Background and purpose: The objective of this study was to assess the effect of therapeutic moderate hypothermia on excitatory amino acids and metabolism by applying cerebral microdialysis in patients suffering from space-occupying middle cerebral artery infarction.
Methods: This was an open, prospective, observational study of 12 patients undergoing moderate hypothermia (33 degrees C) as rescue therapy for large, life-threatening middle cerebral artery infarction. Microdialysis probes were placed concomitantly with intracranial pressure (ICP) measuring devices in the frontal lobe of the infarcted and/or noninfarcted hemisphere. Using the CMA 600 Microdialysis Autoanalyzer, we analyzed glutamate, glycerol, pyruvate, and lactate.
Results: According to follow-up cranial CT scans, 3 different compartments of microdialysis measurements could be defined. First, noninfarcted brain tissue had stable dialysate concentrations but a significant effect of hypothermia on glutamate (2.6 versus 3.6 micromol/L), lactate (1.8 versus 3 mmol/L), and pyruvate (50 versus 95.8 micromol/L). Second, measurements from peri-infarct tissue had a significant effect of hypothermia on glutamate (4.8 versus 12.6 micromol/L), glycerol (58 versus 82 micromol/L), lactate (0.7 versus 1.3 mmol/L), and pyruvate (13.3 versus 36.8 micromol/L). Third, dialysate concentrations obtained from irreversibly damaged tissue were excessive for glutamate (453 micromol/L), glycerol (1187 micromol/L), lactate (12 micromol/L), and pyruvate (4 micromol/L). In this extreme compartment, no effect of hypothermia was observed.
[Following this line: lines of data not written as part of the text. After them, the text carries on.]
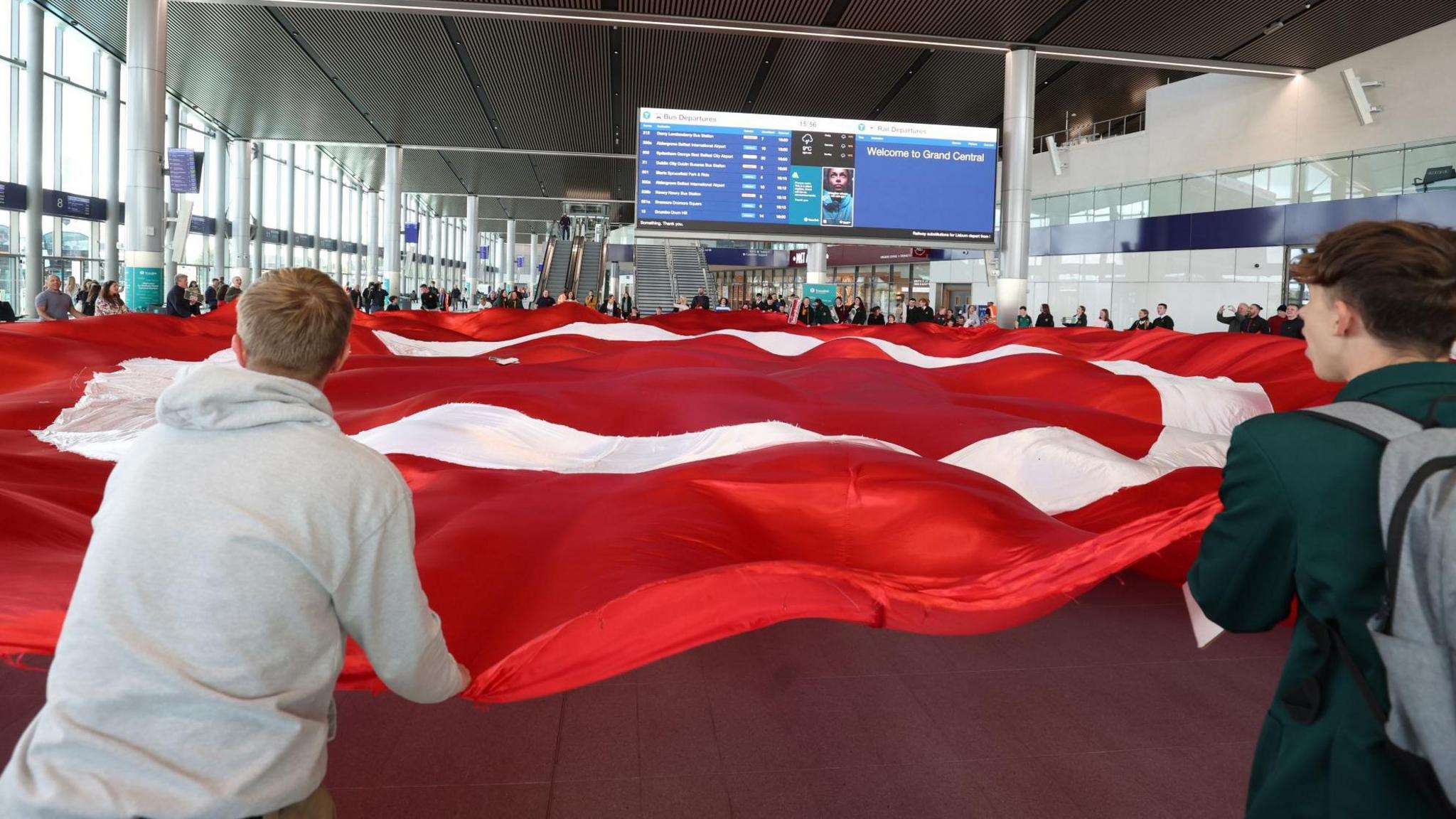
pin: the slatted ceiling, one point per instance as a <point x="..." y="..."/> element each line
<point x="496" y="172"/>
<point x="1336" y="30"/>
<point x="953" y="90"/>
<point x="580" y="177"/>
<point x="240" y="68"/>
<point x="402" y="70"/>
<point x="105" y="19"/>
<point x="832" y="79"/>
<point x="705" y="72"/>
<point x="426" y="171"/>
<point x="1192" y="30"/>
<point x="951" y="18"/>
<point x="548" y="82"/>
<point x="1097" y="92"/>
<point x="797" y="12"/>
<point x="365" y="162"/>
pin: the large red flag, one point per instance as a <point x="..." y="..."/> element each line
<point x="594" y="494"/>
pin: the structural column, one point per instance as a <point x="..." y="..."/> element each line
<point x="508" y="269"/>
<point x="242" y="210"/>
<point x="393" y="172"/>
<point x="173" y="140"/>
<point x="111" y="168"/>
<point x="361" y="247"/>
<point x="372" y="208"/>
<point x="33" y="154"/>
<point x="1017" y="132"/>
<point x="219" y="209"/>
<point x="815" y="269"/>
<point x="258" y="210"/>
<point x="436" y="250"/>
<point x="535" y="259"/>
<point x="287" y="208"/>
<point x="338" y="228"/>
<point x="146" y="111"/>
<point x="316" y="209"/>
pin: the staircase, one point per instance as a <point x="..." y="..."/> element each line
<point x="592" y="270"/>
<point x="690" y="270"/>
<point x="653" y="280"/>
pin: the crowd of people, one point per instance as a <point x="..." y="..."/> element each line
<point x="154" y="641"/>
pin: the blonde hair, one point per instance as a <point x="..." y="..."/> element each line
<point x="294" y="323"/>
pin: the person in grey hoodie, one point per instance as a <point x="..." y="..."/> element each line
<point x="194" y="674"/>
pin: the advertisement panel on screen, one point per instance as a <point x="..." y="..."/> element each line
<point x="814" y="180"/>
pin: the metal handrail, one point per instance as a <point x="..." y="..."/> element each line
<point x="1104" y="129"/>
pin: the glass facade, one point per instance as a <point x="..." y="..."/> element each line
<point x="1369" y="172"/>
<point x="72" y="149"/>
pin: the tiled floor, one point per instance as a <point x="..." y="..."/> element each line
<point x="1103" y="710"/>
Conclusions: Cerebral microdialysis is a safe and feasible bedside method for neurochemical monitoring indicating normal brain tissue, potentially salvageable brain tissue, and irreversibly damaged areas in stroke. We could demonstrate that hypothermia decreases glutamate, glycerol, lactate, and pyruvate in the "tissue at risk" area of the infarct but not within the infarct core. Thus, future treatment strategies for life-threatening stroke should be guided by close neurochemical monitoring.